Натягиваю боксеры, беру с пола свою футболку и надеваю ее на Милу. Растрепанные волосы девушки рассыпаются по плечам, когда я вытаскиваю их из-под ворота. Мила продевает руки в рукава, после чего я обхватываю ее ладонь, беру телефон и вывожу в нашу спальню. Белые простыни на двуспальной кровати смяты, одеяло валяется на полу. Деревянный шкаф упирается в угол комнаты,
Мы выходим в коридор с бежевыми стенами. Босыми ногами шлепаем по паркету, спускаемся по лестнице, напротив которой находится кухня.
Туда нам и нужно.
Толкаю деревянную дверь, и мы заходим в узкую комнату. Посреди нее находится зеленый островок с белой столешницей на нем и барными стульями рядом. Дальнюю стену заменяет панорамное окно. Большой темно-зеленый шкаф встроен в угол рядом с дверью и почти сливается по цвету с сосновым лесом за окном.

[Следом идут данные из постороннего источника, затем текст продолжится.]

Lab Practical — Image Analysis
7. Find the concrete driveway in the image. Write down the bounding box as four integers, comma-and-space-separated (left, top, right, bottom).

На кухне есть все необходимое, много шкафчиков, современная техника, большой холодильник, изготовленный на заказ с деревянной дверью, тоже выкрашенный в зеленый цвет. Туда мы загрузили продукты вчера вечером.
Все выглядит идеальным. Даже слишком.
Как раз кухню, а еще спальню родителей, я переделал, когда вступил в наследство. Именно эти две комнаты больше всего любила мать, а я не хотел, чтобы даже ее дух остался в моем доме.
Поджимаю губы. Мотаю головой. Вот о ком я не хочу думать, так об этой женщине. Сейчас мне нужна только Мила. Только она.
Подвожу ее к островку посреди комнаты, резко торможу, хватаю за талию и под удивленный визг поднимаю. Ухмыляюсь, когда сажаю Милу на столешницу. Кладу телефон рядом с ней, оставляя быстрый поцелуй на кончике носа. Разворачиваюсь и подхожу к холодильнику.
Открываю его.
— Что ты будешь есть? — осматриваю содержимое. — Как насчет яичницы, салата и апельсинового сока? Или ты кофе хочешь? — не дожидаясь ответа, тянусь за яйцами. Красную рыбу тоже захватываю.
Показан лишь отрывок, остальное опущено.